Peygamber efendimiz şöyle buyuruyor: "Sizden biriniz Kendisi için istediğini Müslüman kardeşi içinde istemedikçe (kâmil manada ) iman etmiş sayılmaz


            Bu hadisin beyanına karşılık arzu, istek ve ihtiyaçlarımız için benim olsunda nasıl oluyorsa olsun mantığıyla yaşıyoruz. Kazanılacak mevki makam için en layık olanın biz olduğumuzu düşünürüz. Velev ki bunu hak etmeden kazanmış olalım.  Alışverişlerimizde dürüst davranmayıp kardeşimizi aldatıyoruz, bunu sıradan bir olaymış gibi görüyoruz.
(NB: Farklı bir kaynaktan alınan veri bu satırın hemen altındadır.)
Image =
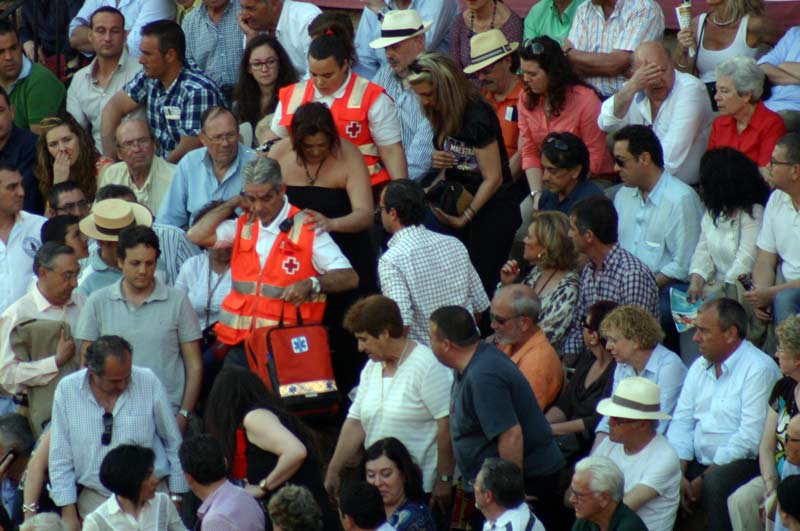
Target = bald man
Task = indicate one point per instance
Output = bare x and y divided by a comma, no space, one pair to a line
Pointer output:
675,104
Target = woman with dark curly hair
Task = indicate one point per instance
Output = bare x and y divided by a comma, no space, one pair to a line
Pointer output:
556,100
264,445
265,68
66,152
388,466
734,194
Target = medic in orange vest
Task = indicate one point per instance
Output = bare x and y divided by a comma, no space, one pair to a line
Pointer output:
276,258
364,114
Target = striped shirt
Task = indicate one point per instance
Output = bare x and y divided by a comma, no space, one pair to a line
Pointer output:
631,23
215,48
621,278
175,111
142,415
416,132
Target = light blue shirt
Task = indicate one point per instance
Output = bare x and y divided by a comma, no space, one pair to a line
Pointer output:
195,184
416,133
665,368
784,97
720,420
441,13
662,231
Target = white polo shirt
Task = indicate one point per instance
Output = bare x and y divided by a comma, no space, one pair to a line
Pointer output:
16,257
779,233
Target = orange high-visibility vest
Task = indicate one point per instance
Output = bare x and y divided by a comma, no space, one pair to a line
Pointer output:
350,114
256,292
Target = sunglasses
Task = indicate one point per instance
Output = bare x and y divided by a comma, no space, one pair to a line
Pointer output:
108,427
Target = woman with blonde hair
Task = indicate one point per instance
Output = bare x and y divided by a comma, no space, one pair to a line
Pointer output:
553,258
66,152
732,28
473,199
634,336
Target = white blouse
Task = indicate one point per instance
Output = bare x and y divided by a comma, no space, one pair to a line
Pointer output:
727,249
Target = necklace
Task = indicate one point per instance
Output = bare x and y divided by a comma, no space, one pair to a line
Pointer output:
722,24
312,180
472,18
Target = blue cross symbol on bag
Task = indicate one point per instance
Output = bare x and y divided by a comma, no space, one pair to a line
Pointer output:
299,344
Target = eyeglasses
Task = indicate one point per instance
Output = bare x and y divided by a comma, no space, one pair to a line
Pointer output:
108,427
230,136
264,65
143,142
501,320
533,46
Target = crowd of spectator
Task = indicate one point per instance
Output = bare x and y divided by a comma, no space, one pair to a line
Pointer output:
473,232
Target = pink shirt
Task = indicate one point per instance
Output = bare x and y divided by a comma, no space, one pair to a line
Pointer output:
579,117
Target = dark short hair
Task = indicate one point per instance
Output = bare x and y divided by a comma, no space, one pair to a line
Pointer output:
106,9
641,139
504,480
125,468
114,191
7,27
373,315
201,456
15,432
47,253
729,182
407,198
309,119
137,235
106,347
565,150
54,230
54,194
397,453
789,496
597,214
791,141
170,37
363,503
455,324
731,314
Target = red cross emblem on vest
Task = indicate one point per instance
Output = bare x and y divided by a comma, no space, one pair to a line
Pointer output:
290,265
353,129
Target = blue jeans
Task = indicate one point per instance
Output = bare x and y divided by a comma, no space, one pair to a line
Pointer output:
786,304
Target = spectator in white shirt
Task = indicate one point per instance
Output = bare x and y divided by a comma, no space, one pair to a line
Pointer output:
650,465
287,20
673,103
717,424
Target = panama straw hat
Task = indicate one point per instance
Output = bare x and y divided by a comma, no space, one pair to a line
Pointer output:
399,25
634,398
487,48
111,216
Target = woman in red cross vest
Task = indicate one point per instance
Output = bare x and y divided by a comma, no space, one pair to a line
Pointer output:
364,114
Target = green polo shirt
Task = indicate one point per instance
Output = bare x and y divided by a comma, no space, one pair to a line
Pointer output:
543,19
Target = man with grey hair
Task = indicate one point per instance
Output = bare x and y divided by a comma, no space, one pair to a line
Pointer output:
650,465
514,315
596,493
500,496
274,249
108,403
210,173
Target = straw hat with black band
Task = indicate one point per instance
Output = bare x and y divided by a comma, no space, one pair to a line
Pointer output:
634,398
111,216
487,48
399,25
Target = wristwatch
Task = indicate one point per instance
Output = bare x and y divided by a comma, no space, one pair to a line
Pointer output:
315,286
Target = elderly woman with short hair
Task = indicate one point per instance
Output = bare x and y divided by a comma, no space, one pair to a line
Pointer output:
782,407
744,123
633,336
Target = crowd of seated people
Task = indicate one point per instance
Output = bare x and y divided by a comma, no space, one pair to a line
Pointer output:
550,258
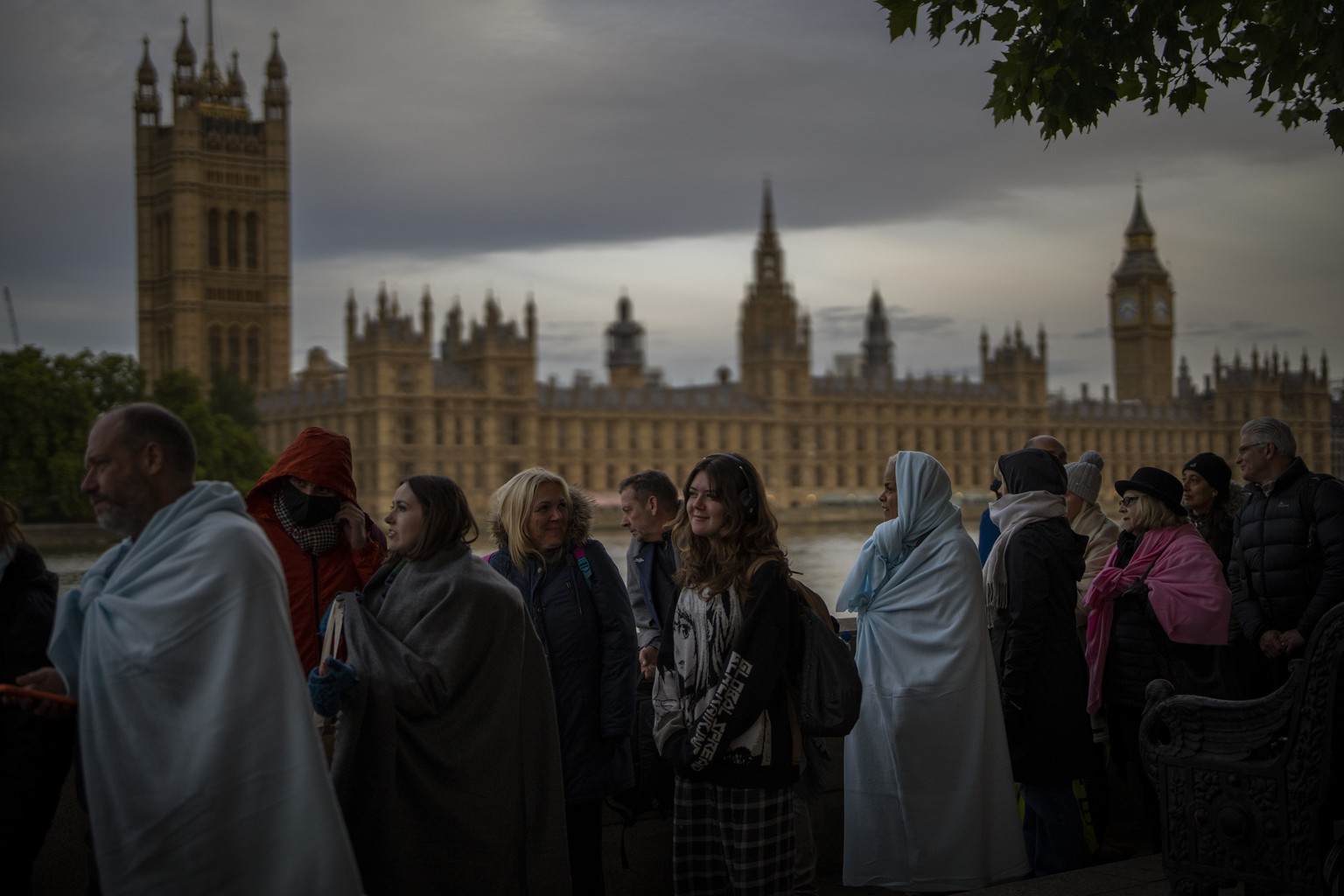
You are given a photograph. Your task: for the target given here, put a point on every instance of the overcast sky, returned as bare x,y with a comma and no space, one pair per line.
578,148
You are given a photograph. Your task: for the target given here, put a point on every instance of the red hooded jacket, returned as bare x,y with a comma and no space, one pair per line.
320,457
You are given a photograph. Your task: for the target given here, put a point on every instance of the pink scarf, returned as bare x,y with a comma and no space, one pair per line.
1186,589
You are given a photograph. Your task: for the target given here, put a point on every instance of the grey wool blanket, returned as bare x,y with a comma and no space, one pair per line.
448,760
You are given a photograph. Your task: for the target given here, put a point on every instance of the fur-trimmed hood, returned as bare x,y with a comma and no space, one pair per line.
581,522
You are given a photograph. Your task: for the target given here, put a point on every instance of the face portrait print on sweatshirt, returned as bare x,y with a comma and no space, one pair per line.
405,520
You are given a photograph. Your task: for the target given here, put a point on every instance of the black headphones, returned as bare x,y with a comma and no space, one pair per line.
746,496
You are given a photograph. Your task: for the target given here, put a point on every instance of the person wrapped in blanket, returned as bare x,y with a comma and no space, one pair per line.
581,610
1158,610
445,717
721,697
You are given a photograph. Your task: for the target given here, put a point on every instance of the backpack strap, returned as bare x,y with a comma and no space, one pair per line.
584,567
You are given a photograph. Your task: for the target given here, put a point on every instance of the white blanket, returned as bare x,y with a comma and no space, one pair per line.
202,766
928,786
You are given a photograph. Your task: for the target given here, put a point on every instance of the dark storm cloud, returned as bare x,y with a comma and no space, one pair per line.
433,130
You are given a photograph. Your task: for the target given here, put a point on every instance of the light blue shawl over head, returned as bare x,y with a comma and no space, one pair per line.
924,499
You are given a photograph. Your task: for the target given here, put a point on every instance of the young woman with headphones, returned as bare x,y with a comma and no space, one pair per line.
721,697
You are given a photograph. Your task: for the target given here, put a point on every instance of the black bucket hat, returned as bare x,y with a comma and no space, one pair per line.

Oysa yahudi dahi olsa haklı olduğu sürece hakkını korumamız gerektiğini inancımız gereği öğrenmiştik. Komşumuz olan kardeşimizden bi haber yaşıyoruz sıkıntıları varsa "aman bana bulaşmasın" diye yolumuzu değiştiriyoruz. Oysa komşunun neredeyse komşuya varis olacağı bir inancın mensubu olduğumuzu unutuyoruz.


"Müminler biribirine kenetlenmiş bir binanın tuğlaları gibidir". Hadisi şerifi gereğince sarılmamız, birbirimize sevgi beslememiz gerekirken kardeşimizin dedikodusunu yapmaktan çekinmez, çoğu zaman sınırları zorlayıp onu olmayan şeylerle itham etmekten çekinmeyiz ki Maazallah büyük günahı işlemiş oluruz ancak farkında olmayız.
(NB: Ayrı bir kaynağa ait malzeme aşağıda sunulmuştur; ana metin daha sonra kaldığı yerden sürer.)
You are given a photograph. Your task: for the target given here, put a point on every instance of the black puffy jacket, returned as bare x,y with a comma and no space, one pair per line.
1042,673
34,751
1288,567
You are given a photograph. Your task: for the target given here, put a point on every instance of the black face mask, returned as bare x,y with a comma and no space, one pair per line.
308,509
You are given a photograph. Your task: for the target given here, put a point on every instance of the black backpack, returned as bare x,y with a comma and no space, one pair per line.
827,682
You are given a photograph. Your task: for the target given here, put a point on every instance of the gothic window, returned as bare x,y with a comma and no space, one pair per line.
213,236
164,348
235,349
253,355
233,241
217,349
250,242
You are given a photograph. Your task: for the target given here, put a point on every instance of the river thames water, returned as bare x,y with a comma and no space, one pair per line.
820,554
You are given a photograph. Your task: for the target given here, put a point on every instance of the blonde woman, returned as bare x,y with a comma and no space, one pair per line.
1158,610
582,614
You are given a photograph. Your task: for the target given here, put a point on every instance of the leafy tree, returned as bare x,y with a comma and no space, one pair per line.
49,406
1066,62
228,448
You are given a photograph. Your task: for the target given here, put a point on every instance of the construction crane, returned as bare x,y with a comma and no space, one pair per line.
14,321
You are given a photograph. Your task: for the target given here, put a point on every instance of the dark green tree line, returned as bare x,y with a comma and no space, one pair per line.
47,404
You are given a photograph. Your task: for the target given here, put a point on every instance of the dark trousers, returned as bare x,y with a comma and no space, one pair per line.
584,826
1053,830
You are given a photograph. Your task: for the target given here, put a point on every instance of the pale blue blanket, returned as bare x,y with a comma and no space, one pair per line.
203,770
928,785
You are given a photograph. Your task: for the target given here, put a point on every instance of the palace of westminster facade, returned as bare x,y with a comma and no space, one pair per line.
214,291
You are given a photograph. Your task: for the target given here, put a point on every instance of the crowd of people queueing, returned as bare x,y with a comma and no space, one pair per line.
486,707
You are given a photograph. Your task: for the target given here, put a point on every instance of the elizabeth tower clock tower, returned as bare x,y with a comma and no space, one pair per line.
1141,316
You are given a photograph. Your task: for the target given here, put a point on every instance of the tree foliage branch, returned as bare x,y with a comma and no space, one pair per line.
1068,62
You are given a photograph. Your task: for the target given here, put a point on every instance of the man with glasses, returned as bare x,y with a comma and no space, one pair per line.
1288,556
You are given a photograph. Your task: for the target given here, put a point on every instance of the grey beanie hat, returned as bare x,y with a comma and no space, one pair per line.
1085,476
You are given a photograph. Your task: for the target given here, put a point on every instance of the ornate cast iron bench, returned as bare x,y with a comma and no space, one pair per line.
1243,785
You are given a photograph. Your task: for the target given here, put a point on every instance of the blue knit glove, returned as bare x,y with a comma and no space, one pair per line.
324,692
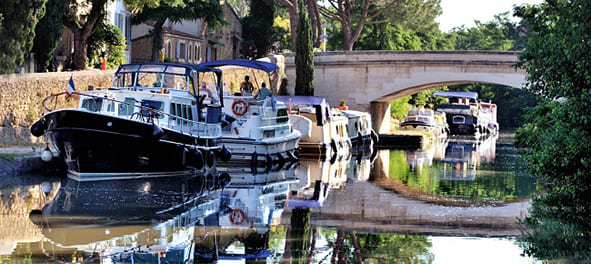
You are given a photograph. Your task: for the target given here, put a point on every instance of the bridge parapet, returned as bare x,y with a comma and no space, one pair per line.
373,79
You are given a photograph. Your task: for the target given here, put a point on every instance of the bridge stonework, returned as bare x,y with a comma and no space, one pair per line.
371,80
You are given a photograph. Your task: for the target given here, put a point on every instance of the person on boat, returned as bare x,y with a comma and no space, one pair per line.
263,93
246,86
204,91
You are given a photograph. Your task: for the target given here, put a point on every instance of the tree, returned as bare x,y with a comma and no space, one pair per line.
294,14
16,35
558,67
48,33
82,26
353,16
209,10
304,57
106,38
258,29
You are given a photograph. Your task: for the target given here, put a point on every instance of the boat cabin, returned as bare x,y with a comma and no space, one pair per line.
165,94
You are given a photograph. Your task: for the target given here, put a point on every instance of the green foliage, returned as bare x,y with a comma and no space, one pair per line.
511,102
304,57
281,34
176,11
48,33
492,35
109,39
257,29
557,62
138,5
379,248
400,107
16,36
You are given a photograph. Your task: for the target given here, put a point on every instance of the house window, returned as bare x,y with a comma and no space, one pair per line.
189,53
169,51
183,51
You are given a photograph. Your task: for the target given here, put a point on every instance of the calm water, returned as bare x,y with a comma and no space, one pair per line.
277,217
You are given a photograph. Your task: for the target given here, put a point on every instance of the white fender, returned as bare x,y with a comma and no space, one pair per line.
301,124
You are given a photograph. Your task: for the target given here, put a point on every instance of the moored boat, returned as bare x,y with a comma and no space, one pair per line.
258,132
420,120
488,113
323,133
462,112
151,122
360,132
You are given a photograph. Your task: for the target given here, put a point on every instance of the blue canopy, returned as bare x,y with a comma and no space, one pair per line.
260,65
303,100
471,95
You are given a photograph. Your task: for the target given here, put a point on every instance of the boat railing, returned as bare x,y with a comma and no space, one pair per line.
148,114
257,107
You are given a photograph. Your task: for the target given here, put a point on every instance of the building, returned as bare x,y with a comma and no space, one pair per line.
190,41
116,14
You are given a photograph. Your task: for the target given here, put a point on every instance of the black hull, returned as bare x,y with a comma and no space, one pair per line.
469,125
96,146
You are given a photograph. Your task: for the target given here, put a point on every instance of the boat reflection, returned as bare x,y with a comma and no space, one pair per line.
250,217
315,179
133,221
460,156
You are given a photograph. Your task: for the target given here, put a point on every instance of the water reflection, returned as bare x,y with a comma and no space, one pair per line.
317,212
131,221
463,168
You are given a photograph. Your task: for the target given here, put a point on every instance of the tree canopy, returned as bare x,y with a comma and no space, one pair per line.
257,30
48,33
556,58
19,18
209,10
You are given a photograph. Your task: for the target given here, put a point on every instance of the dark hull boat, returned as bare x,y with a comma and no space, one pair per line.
132,130
94,146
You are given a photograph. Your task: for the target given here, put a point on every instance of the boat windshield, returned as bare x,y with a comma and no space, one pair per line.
152,76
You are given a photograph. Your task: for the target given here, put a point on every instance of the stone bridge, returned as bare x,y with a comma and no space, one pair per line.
371,80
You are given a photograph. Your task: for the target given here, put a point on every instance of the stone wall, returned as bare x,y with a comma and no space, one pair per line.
21,97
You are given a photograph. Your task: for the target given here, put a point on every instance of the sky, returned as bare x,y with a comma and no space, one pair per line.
463,12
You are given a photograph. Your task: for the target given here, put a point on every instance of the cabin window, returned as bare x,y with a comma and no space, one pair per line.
123,80
172,108
92,104
459,120
179,111
126,108
147,105
189,113
185,113
111,106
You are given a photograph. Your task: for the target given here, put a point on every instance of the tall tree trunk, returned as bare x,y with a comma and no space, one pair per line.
83,32
315,21
347,42
80,50
293,23
157,39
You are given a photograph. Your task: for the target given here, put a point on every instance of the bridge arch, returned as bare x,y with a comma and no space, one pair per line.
370,80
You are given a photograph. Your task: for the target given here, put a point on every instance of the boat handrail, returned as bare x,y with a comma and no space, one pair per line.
200,126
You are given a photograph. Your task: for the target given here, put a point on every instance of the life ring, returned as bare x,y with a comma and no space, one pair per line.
236,217
239,107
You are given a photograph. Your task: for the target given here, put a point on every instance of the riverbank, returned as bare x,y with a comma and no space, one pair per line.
377,210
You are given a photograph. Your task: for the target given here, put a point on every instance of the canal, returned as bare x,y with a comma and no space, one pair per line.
454,201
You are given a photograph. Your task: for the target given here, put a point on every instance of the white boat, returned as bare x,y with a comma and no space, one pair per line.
360,133
258,132
488,114
463,115
151,122
324,132
420,120
315,180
            Oysaki sağlam bir toplum yapısının birbirine kenetlenmiş, sevgi ile harcı karılmış bir kardeşlik üzerine kurulduğunu peygamber efendimiz bizlere öğretmişti. Kendiside Mekkeli muhacirler ile Medineli Ensarı kardeş kılarak o özlenen saadet asrının mümtaz topluluğunu oluşturmuştu. Bu toplumu meydana getirdikten sonra her zorluğu yendi. Her engeli aşabildi. Belki de bu toplum yapısını oluşturamadığımız için sürekli zalimlerin çizmeleri altında eziliyoruz.


            "Mü'minler birbirlerini sevmekte, birbirlerine acımakta ve birbirlerini korumakta bir vücuda benzerler. Vücudun bir uzvu hasta olduğu zaman, diğer uzuvlar da bu sebeple uykusuzluğa ve ateşli hastalığa tutulurlar."
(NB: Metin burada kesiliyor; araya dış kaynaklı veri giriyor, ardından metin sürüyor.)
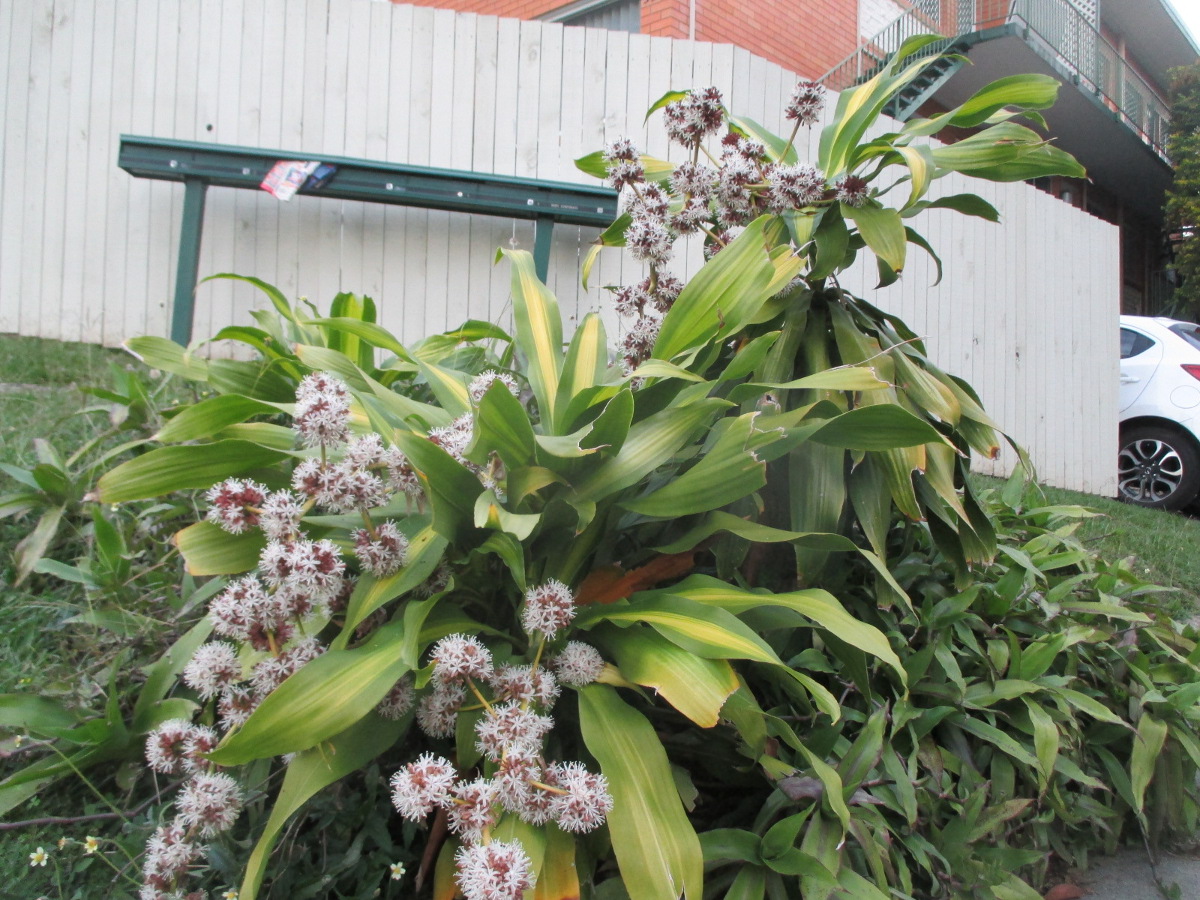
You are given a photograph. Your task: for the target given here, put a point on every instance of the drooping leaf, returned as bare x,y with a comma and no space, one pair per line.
655,845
            Ancak nerde...


            Kafa ayrı dertten muzdarip, ayaklar ayrı yönlere gidiyor. Eller başka işlerle meşgul, kalp ise kendi halinde uyku vaziyetinde. Böyle bir vücudun inşa etmesini, üretmesini, ekip biçmesini beklemek abesle iştigal etmek olur.


            Bizlerin hali hazırdaki durumu budur.  Toplum yapımızın bozulduğunu, evlatların laf dinlemediğini, merhamet ve şefkat duygularının köreldiğini söyler şikâyet ederiz. Fitnelerin çoğaldığından, insanlar arasında sevgi ve saygının kalmadığından, büyüklere hürmetin olmadığından, sarhoşlardan,  hırsızlardan katillerden, esrarkeşlerden veryansın ederiz. Ancak bu durumun kendi ellerimizin yaptıklarından kaynaklandığını kabul etmeyiz.


            Hâsılı kelam. Dünyaya medeniyet götürmüş ecdadımızın başarı dolu hikâyelerinin içindeki sırrın birbirlerine kin beslemeyip kardeşçe dayanışmalarından kaynaklandığını görmemiz gerek. Biz Müslümanlar olarak onlar gibi dünyaya hak ve adalet ölçülerini getirmek istiyorsak oluşturacağımız toplum yapısını sağlam tuğlalarla örmeli inancımızın emrettiği kardeşlik hukukunu tesis etmeliyiz.


            Yoksa kuşa kurda yem olmaktan kurtulamayacağımız gibi, yaşadığımız çarpık hayatımızın meydana getireceği bir din edinmiş oluruz.